COVID-19 prediction: Negative
Probability of being positive: 0.00


💡 **Pro Tip:** In real medical applications, much more comprehensive data and expert knowledge would be required. This example is highly simplified for illustration purposes.


### <a id='toc6_4_'></a>[Recommendation Systems](#toc0_)


Naive Bayes can be used in recommendation systems, particularly for content-based filtering.


In [36]:
from sklearn.naive_bayes import MultinomialNB
import numpy as np

# Sample user preferences data
# Features: [Action, Comedy, Romance, Sci-Fi]
X = np.array([
    [1, 0, 0, 1],
    [0, 1, 1, 0],
    [1, 0, 1, 0],
    [0, 1, 0, 1]
])
y = np.array([1, 0, 1, 0])  # 1 for like, 0 for dislike

# Train the model
mnb = MultinomialNB()
mnb.fit(X, y)

# Predict preference for a new movie
new_movie = np.array([[1, 0, 0, 1]])  # An action sci-fi movie
prediction = mnb.predict(new_movie)
probability = mnb.predict_proba(new_movie)

print(f"Prediction: {'Like' if prediction[0] == 1 else 'Dislike'}")
print(f"Probability of liking: {probability[0][1]:.2f}")

Prediction: Like
Probability of liking: 0.75


### <a id='toc6_5_'></a>[Weather Prediction](#toc0_)
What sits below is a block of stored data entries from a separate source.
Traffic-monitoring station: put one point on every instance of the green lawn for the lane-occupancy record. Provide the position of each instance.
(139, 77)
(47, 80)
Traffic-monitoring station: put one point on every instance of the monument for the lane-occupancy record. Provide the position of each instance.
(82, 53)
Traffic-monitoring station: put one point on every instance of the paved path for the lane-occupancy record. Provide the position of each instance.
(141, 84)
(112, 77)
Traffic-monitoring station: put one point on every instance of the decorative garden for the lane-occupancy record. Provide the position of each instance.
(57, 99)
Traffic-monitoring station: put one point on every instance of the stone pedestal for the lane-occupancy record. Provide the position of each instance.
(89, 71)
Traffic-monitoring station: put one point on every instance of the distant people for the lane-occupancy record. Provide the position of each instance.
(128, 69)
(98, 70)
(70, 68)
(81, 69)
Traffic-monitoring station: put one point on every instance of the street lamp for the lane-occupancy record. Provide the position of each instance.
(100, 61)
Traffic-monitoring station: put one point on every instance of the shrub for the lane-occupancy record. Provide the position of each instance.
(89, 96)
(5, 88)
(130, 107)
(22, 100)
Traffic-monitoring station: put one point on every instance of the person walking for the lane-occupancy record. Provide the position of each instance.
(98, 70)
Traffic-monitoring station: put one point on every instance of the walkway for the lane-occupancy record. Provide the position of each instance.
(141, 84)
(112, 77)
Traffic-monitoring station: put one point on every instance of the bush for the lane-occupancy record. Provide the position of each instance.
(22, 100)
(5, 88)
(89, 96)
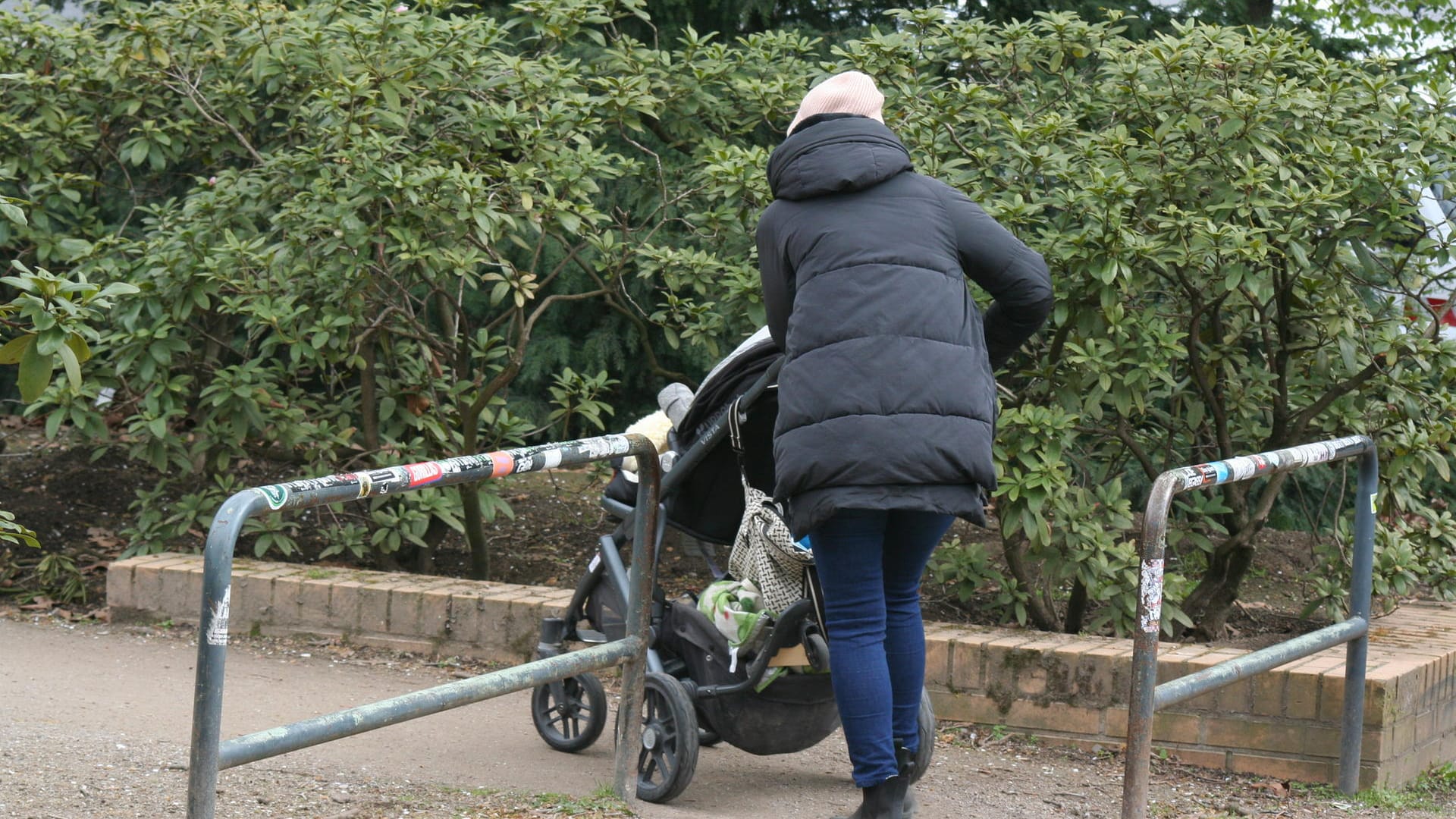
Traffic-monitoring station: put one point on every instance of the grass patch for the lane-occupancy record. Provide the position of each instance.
(601, 802)
(1433, 790)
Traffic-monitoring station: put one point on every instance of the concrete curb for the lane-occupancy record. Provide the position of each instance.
(1065, 689)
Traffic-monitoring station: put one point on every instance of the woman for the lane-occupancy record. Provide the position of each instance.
(887, 403)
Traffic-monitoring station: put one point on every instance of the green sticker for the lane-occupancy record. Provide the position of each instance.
(275, 496)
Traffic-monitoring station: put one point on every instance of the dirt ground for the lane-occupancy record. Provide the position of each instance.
(95, 722)
(61, 752)
(79, 507)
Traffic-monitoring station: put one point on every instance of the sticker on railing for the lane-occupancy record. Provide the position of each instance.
(424, 474)
(275, 496)
(1150, 591)
(218, 630)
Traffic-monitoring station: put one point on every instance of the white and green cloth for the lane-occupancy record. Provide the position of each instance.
(737, 611)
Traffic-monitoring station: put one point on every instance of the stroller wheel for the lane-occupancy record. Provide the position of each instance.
(925, 726)
(571, 713)
(669, 751)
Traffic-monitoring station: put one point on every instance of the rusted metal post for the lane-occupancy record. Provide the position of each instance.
(209, 755)
(1147, 695)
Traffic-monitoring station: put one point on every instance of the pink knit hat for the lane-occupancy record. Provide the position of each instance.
(848, 93)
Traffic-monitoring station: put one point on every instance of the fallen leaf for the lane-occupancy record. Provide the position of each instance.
(102, 538)
(1277, 790)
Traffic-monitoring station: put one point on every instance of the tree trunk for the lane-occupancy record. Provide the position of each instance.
(425, 557)
(471, 504)
(1261, 12)
(1041, 617)
(1076, 608)
(1213, 598)
(369, 406)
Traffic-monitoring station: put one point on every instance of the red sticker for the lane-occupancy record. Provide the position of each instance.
(421, 474)
(504, 464)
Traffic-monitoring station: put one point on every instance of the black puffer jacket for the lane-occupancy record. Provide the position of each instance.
(887, 397)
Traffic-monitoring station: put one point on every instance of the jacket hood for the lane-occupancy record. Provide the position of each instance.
(836, 156)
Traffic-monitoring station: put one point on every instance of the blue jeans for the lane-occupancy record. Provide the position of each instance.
(870, 566)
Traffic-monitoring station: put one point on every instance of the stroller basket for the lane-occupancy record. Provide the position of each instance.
(795, 711)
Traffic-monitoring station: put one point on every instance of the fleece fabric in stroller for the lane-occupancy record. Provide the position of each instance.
(795, 711)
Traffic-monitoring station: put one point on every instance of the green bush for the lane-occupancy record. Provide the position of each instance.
(353, 228)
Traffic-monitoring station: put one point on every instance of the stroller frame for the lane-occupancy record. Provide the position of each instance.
(570, 714)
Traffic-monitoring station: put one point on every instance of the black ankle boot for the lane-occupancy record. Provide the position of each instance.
(905, 761)
(884, 800)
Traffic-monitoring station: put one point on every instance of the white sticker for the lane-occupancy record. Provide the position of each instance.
(1152, 595)
(1241, 468)
(218, 630)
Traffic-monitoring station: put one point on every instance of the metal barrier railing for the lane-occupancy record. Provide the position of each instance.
(1147, 695)
(210, 755)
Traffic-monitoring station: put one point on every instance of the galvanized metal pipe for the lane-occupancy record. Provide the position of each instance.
(1144, 697)
(1362, 567)
(305, 733)
(641, 580)
(218, 569)
(1215, 678)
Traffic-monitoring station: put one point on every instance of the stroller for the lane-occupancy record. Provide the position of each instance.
(698, 691)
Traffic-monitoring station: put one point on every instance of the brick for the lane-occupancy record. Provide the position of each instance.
(344, 605)
(1107, 673)
(968, 708)
(312, 602)
(411, 645)
(146, 586)
(1254, 735)
(375, 607)
(1302, 695)
(405, 601)
(251, 601)
(1053, 717)
(286, 594)
(1402, 738)
(1282, 768)
(181, 595)
(465, 615)
(118, 583)
(1429, 755)
(967, 672)
(1166, 726)
(1424, 729)
(1237, 697)
(1267, 694)
(435, 613)
(1215, 760)
(1324, 742)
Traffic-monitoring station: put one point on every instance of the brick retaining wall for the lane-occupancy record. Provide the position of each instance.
(1283, 723)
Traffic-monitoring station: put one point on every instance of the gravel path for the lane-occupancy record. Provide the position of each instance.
(95, 723)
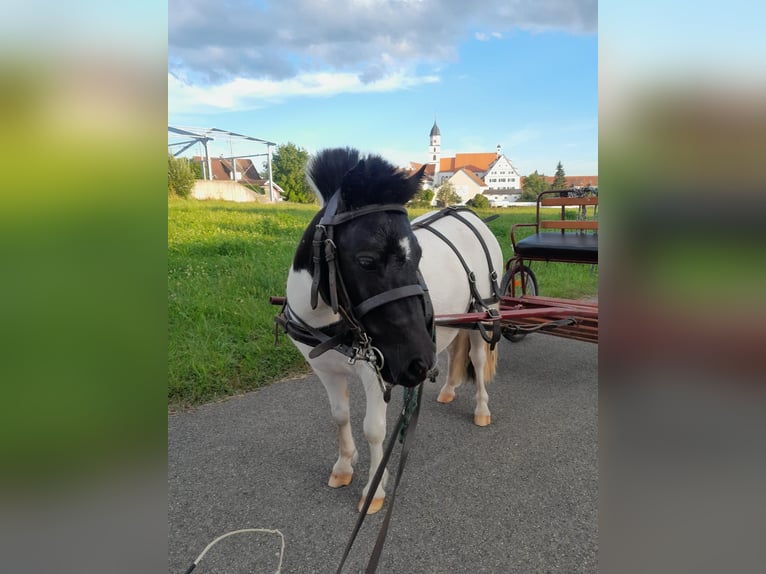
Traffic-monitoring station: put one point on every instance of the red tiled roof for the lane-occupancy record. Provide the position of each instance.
(476, 179)
(221, 168)
(473, 161)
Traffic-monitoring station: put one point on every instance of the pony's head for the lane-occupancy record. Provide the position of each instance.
(366, 266)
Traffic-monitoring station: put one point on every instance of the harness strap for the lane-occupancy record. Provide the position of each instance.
(471, 275)
(332, 336)
(478, 302)
(455, 212)
(386, 297)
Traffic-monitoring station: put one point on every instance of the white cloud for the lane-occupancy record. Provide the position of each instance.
(243, 93)
(279, 39)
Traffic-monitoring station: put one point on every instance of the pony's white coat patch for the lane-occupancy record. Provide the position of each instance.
(406, 248)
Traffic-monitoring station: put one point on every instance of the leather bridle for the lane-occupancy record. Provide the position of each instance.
(347, 336)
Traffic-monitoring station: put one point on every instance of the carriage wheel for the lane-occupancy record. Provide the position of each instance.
(511, 285)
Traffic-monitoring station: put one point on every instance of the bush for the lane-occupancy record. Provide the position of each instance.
(181, 176)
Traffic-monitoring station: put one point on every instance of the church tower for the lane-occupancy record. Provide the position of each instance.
(434, 149)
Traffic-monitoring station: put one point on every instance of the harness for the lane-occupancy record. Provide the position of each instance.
(477, 303)
(347, 336)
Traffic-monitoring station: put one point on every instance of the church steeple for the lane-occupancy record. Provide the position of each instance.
(434, 149)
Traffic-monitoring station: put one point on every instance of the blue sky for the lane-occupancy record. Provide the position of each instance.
(373, 74)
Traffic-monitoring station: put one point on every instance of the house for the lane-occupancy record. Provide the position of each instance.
(502, 197)
(489, 171)
(244, 185)
(467, 184)
(244, 170)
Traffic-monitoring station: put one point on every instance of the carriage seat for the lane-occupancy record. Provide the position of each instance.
(559, 247)
(560, 239)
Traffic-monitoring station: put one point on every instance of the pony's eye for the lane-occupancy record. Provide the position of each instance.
(367, 262)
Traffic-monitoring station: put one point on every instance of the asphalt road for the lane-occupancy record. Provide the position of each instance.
(517, 496)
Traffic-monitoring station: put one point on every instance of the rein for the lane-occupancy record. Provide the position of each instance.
(406, 424)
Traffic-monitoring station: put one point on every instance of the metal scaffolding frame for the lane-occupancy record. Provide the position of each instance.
(204, 135)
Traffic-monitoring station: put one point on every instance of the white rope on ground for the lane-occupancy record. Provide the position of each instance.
(243, 530)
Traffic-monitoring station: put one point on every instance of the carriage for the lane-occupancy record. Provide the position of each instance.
(373, 296)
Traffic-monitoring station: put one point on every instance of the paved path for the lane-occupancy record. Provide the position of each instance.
(518, 496)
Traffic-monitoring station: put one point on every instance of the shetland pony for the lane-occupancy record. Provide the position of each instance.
(364, 286)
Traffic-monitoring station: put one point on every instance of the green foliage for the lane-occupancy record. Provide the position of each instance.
(197, 168)
(532, 185)
(446, 195)
(559, 179)
(224, 262)
(422, 198)
(181, 176)
(288, 165)
(256, 188)
(479, 201)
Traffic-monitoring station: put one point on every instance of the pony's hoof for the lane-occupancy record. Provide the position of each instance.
(375, 505)
(482, 420)
(338, 480)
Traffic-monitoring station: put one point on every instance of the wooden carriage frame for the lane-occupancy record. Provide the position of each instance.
(561, 240)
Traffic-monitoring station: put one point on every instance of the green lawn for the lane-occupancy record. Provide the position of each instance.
(226, 259)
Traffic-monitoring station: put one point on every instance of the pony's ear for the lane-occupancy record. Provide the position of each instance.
(405, 188)
(353, 183)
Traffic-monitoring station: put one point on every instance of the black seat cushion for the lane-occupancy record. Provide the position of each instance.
(562, 247)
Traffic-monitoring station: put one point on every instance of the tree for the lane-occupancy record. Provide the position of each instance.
(559, 179)
(532, 185)
(181, 176)
(479, 201)
(422, 198)
(288, 166)
(446, 195)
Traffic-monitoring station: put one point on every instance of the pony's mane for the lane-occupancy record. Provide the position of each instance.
(361, 180)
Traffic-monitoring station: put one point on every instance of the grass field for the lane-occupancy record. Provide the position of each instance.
(226, 259)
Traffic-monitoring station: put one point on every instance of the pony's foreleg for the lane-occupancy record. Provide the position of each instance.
(484, 366)
(337, 391)
(375, 432)
(457, 366)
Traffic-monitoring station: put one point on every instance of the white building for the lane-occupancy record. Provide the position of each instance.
(494, 170)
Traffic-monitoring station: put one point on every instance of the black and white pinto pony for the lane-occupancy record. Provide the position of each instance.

Naive Bayes can be applied to simple weather prediction tasks based on observed conditions.


In [37]:
from sklearn.naive_bayes import CategoricalNB
from sklearn.preprocessing import OrdinalEncoder

# Sample weather data
X = [
    ['Sunny', 'Hot', 'High', 'Weak'],
    ['Sunny', 'Hot', 'High', 'Strong'],
    ['Overcast', 'Hot', 'High', 'Weak'],
    ['Rainy', 'Mild', 'High', 'Weak'],
    ['Rainy', 'Cool', 'Normal', 'Weak']
]
y = ['No', 'No', 'Yes', 'Yes', 'Yes']  # Play tennis or not

# Encode categorical features
enc = OrdinalEncoder()
X_encoded = enc.fit_transform(X)

# Train the model
cnb = CategoricalNB()
cnb.fit(X_encoded, y)

# Predict for new weather conditions
new_day = enc.transform([['Sunny', 'Cool', 'High', 'Strong']])
prediction = cnb.predict(new_day)
probability = cnb.predict_proba(new_day)

print(f"Prediction: {prediction[0]}")
print(f"Probability of playing tennis: {probability[0][1]:.2f}")

Prediction: No
Probability of playing tennis: 0.18


🤔 **Why This Matters:** These real-world applications demonstrate the versatility of Naive Bayes. Its simplicity, efficiency, and effectiveness in various domains make it a valuable tool in a data scientist's toolkit.


While Naive Bayes might not always be the best performing model for these tasks, it often serves as an excellent baseline and can be particularly useful in scenarios with limited computational resources or when quick results are needed.